One day just like any other day, with sunlight in the sky and clouds drifting by, I walked in a store from counter to counter.
When all at once a feeling was felt, my awareness was busting and my heart was aching and I paused for a moment to gather myself.
I looked all around and saw children and mothers, fathers and daughters and souls abound. A deafening feeling consumed my thoughts though my body did not utter a sound.
Forever and ever, an eternity of thanks, I looked up to God. I knew truth and the path ahead, I feared not life nor the day I was dead.
Then gone gone, an instant ago. It passed and passed and I was alone. Strangers abound, strangers about. I searched for that feeling but it was surely gone.
And it reminded me of youth, not so long ago, when I held the same mind and caged the same heart. Yet somewhere since, something had changed, for those feelings came so few and far between.

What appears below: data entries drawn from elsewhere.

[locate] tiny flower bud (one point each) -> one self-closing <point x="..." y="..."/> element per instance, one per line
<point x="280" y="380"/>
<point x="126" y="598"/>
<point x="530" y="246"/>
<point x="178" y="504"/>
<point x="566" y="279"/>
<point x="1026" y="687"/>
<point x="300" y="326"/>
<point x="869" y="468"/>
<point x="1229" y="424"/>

Memories of badness, memories of drought. Anger in my heart and malice in my eyes. There was a debt to pay, that was for sure. But the debt was pain, which held no allure.
Euphoric times, with musical chimes, ringing ringing ringing through my soul, with tears in my eyes and energetic cries.
What do I speak of but an intellectual idea, for I empathize not with any of these fictions. But real they are, or were at a time.
Not happy then, nor free or rich, but with something different I seemingly miss. An abstract idea about which I mope, which I now describe only as hope.